Is this a chatbot bolted onto the side?

No. It calls the same endpoints the screens call, routed to the owning module with your own token, so it is subject to exactly the authorisation the interface is. There is no second, looser path into your data — the copilot is another client of the same API, not a shortcut around it.

02

Can it change things, or only look them up?

Both. Roughly half the tool surface writes. Every write is intercepted before it runs, shown to you as a preview and held until you confirm it — and after it lands the copilot re-reads the record to check the change is actually there rather than assuming its own success.

03

What stops it doing something it should not?

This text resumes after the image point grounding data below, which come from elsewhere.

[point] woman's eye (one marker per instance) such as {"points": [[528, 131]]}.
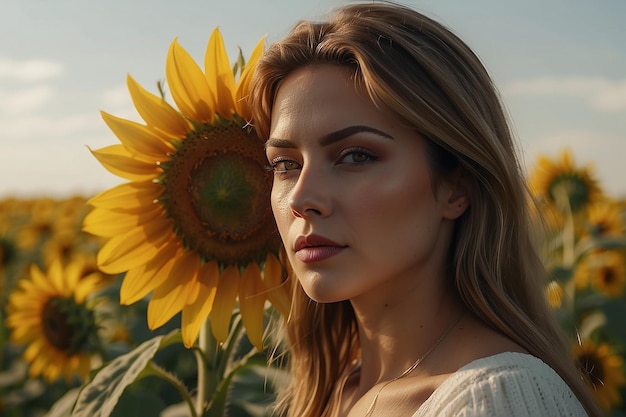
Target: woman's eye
{"points": [[356, 157], [281, 166]]}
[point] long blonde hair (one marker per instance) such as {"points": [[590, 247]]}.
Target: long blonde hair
{"points": [[424, 74]]}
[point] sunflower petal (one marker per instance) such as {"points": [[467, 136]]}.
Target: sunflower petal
{"points": [[137, 138], [219, 75], [252, 303], [224, 303], [188, 85], [108, 223], [196, 313], [156, 112], [171, 296], [134, 248], [243, 86], [118, 161], [139, 281], [128, 195]]}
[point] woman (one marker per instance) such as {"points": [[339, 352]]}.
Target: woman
{"points": [[402, 209]]}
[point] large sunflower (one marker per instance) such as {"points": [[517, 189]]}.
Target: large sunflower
{"points": [[561, 183], [49, 313], [193, 226], [603, 371]]}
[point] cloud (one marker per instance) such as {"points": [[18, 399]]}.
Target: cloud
{"points": [[29, 70], [49, 127], [603, 94], [24, 100]]}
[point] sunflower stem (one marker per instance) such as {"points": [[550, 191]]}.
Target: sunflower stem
{"points": [[206, 357], [569, 240], [156, 370]]}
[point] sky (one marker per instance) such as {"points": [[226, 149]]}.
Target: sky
{"points": [[560, 67]]}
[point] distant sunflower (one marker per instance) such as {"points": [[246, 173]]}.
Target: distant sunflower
{"points": [[48, 312], [554, 294], [194, 224], [603, 371], [604, 271], [562, 183], [605, 219]]}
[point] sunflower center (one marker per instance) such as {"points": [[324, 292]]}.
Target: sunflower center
{"points": [[68, 326], [571, 186], [608, 276], [217, 194]]}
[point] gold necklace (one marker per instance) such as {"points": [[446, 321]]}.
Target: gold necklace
{"points": [[411, 368]]}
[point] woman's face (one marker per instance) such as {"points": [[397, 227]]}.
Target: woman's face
{"points": [[352, 191]]}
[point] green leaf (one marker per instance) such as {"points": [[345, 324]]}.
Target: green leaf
{"points": [[63, 406], [99, 397]]}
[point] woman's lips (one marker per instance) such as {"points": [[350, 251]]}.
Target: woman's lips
{"points": [[314, 248], [317, 253]]}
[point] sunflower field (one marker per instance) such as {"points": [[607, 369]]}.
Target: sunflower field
{"points": [[155, 297]]}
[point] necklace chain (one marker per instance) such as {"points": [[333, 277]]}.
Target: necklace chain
{"points": [[414, 365]]}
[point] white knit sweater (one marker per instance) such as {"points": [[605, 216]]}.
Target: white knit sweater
{"points": [[504, 385]]}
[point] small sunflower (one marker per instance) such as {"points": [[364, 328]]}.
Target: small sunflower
{"points": [[193, 226], [49, 313], [605, 219], [563, 184], [554, 294], [604, 270], [603, 370]]}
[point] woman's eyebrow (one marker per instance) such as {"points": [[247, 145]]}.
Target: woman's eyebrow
{"points": [[329, 138]]}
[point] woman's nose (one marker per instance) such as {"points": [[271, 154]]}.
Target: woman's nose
{"points": [[311, 195]]}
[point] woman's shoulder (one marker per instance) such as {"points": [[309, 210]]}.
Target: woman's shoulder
{"points": [[505, 384]]}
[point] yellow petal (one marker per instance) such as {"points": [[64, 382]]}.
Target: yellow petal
{"points": [[140, 281], [41, 281], [107, 223], [278, 291], [243, 86], [252, 303], [138, 138], [219, 75], [196, 313], [224, 303], [188, 85], [117, 160], [156, 112], [134, 248], [127, 195], [171, 296]]}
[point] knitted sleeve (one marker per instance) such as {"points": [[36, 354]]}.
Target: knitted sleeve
{"points": [[504, 385]]}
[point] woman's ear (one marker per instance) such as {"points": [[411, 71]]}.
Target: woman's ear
{"points": [[457, 195]]}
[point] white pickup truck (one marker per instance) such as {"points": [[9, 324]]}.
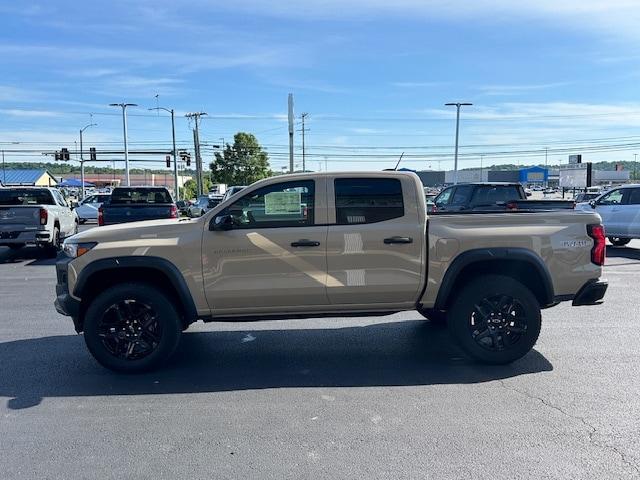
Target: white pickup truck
{"points": [[36, 216]]}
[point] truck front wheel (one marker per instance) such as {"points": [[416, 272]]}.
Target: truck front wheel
{"points": [[131, 328], [495, 319]]}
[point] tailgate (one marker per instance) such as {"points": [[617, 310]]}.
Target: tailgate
{"points": [[16, 218]]}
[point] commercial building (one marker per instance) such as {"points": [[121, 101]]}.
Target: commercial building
{"points": [[27, 178]]}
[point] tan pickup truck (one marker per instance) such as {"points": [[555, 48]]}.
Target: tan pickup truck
{"points": [[333, 244]]}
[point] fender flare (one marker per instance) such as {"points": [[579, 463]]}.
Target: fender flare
{"points": [[157, 263], [490, 255]]}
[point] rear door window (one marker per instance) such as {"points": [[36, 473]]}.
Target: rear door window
{"points": [[634, 196], [367, 200], [139, 196]]}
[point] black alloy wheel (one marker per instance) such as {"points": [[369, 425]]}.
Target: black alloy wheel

Three things, in order. The tool list is filtered to your tenant’s licensed modules and your roles, so a tool you are not entitled to use is never offered to the model at all. Parameters are machine-checked against the schema before execution. And the write confirmation gate sits in front of anything that changes state.

04

Does it invent numbers?

It is engineered not to, and in the places where that matters most the prevention is deterministic rather than a polite instruction. On the research side every figure comes from a statistical function call or a validated query. On WhatsApp auto-replies, a guard checks that every significant number in the outgoing message literally exists in your knowledge base, the conversation or the stored customer facts, and blocks the reply if it does not.

05

Whose AI keys does it use?

Yours. Keys are held encrypted in the platform key store and used at the moment of the call, so the spend is on your account and the data goes where you have chosen to send it. Where cost matters — coding runs, for instance — it is reported per job rather than aggregated into a monthly surprise.

06

Does it work during a live call?

Yes, and only for the host. In a sales meeting it watches the transcript for the moment the other side stops talking and puts an objection, a missed next step or a suggested close in front of the host — never in the shared room. In an interview it pulls the candidate and the job description from HR and rates answers as the interview runs.

07

What happens when it cannot answer?

It escalates rather than improvising, and the failure is visible. Failed auto-reply jobs raise an alert to admins within the hour, drafts left unapproved past the messaging window expire rather than sending late, and a weekly digest reports what the AI could not answer so the gap gets filled.

08

Which models does it use?

Anthropic’s Claude for reasoning and tool calling, on a two-tier setup — the stronger model where the decision is hard and a fast one for mechanical passes like rewriting a narrative around new numbers. Speech uses a cloud provider by default with local models available where audio must not leave your infrastructure.

Ask it to do the thing.

Rather than finding the screen where you can do the thing.

AI is not a module you buy on top. It is included in the seat, it runs on your own API keys, and it is bounded by the same licence and the same roles as everything else. You are not buying an AI product; you are putting the company on one system and then talking to it.